尹心再睁开眼,天已见暮色,他明明记得只睡了一会儿的,沉重的眼皮,酸痛的四肢他累都无法思考,于是他低头,轻轻拨开狐裘,露出那张虽不算绝美但让他迷恋到无法自拔的脸。一片晶莹的雪花飘落在她左颊上,闪着荧光,就那样停着,停着,没有融化,依然她是没有温度的。再次起身赶路,活动开冻僵的身躯已经是半个时辰后的事情了,尹心他们再次消失在苍白的天幕之间。
“兰心!”泪自他左脸划过滴在唐秀手背上,他猛地睁开眼,又合上,已经不知几次了,他时哭时笑,胡言乱语,就这样疯了么,唐秀心想。三日后,范银江醒转了,仿佛失忆一般,腼腆的说着自己做了个噩梦,但唐秀一离开房间,他又开始疯子般自言自语,又哭又笑。蚀心草终于发作了,昨晚唐秀冒险一试把最后的双色石榴花蓝瓣入药另他服下,也许冥冥自有天意,兰心死了,毒性反过来开始侵蚀范银江的记忆,虽然她知道他这样反复的表现是在抵抗,但失去记忆对眼前这个少年来说未尝不是最好的事。

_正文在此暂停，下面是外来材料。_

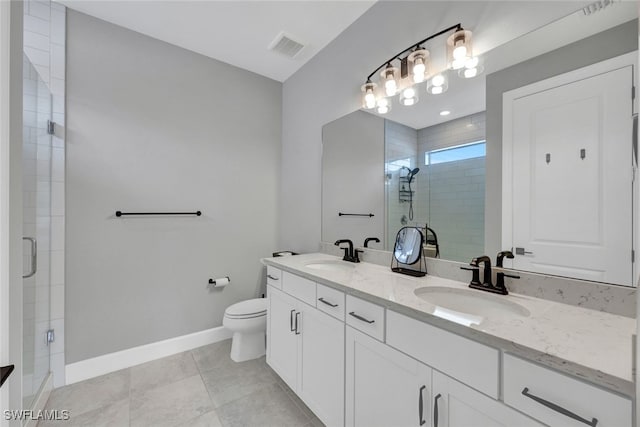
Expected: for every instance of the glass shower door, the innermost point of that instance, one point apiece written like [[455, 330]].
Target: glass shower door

外面冰封,蝴蝶谷却温暖如春,世人都道百年前蝶谷医仙逝世无踪,不闻其后人竟将蝶谷原样搬到天山最深的无人之境,何等的鬼斧神工!蝶谷一日之间气候春夏秋变幻,并无冬季,与谷外真是天壤之别。谷底奇珍异草,绿树成荫,拱着古镜般一泓池水,四周是千仞高峰,正是得此阻挡了寒风,才有这世外之境;刀削斧砍的绝壁上闪着五彩斑斓的光,原来是名叫“彩凤之翼”蝴蝶,蝶谷也因此名副其实。尹心在朝西的绝壁之上经凿开一间石室,安顿了下来,因为地势较高仍不免染有谷外天山的寒气,但尹心是欢喜的,他喜欢这样的景致,屋内燃有熊熊篝火,一角上铺着厚厚的皮裘在火光的映衬下显得更加温暖无比,尹心坐在一旁,轻抚着孝衣素菊的女子,即便在温暖的石室里,她依然是冰冷的,紧闭的双目,长睫毛某一刻在跳耀的火光下显得有一丝生命气息。尹心让她靠在自己胸前从背后抱着“她”将衣衫褪到肩下,露出她光滑的脖颈,火光之中,他的眸子更炽烈。忽然他吻上了她的左肩,其实是啮,一狠心竟留下深深的齿痕,黑血自伤口被尹心用掌力吸出,一抡全数淋在火堆上,火竟妖孽似的骤然凶猛闪了蓝光,另一手并不停歇,他自割破的腕上按在她伤口上源源不断地为她推宫过血,这种换血之说,唐门失传已久巫蛊最艰深的一门,甚至丹凤轩都无记载,是他在跟踪金珠血洗唐门时偶然发现的,濒死的老人颤巍巍的将秘籍交与他手,恳求放女儿一马,据说此法极为凶险,甚至施救者都可能丧命。尹心一人玉立在凭空石室外探出的高台之上,谷外寒风吹来,他不由得的打了一个激灵,回想当日初见,回想几日前的决斗,邈远又熟悉,他突然明白初遇时,她坐在门槛之上,也是俯瞰着景致,那背影的落寞。
你一定要救活她,眼前浮现晏春雷坚毅的脸,一字一顿的说着,以次为约。尹心嘴角露出自嘲的微笑,真的能救活她么,其实尹心本不在乎的,尉迟兰心活着或死了对他而言并无分别,她在他身边,就是尹心当日在甘十九妹面前提到长相厮守的全部含义。他也知道尉迟兰心即便在活着时也没有一丝一毫爱过他,那该死的范银江,狗屁的青梅竹马;有时他甚至觉得他才是应该承载这份幸运之人,才该是她的命中注定。这样而言,天上人间,活着死了有什么区别呢?但他毕竟答应了晏春雷,但他真的有把握救活她么?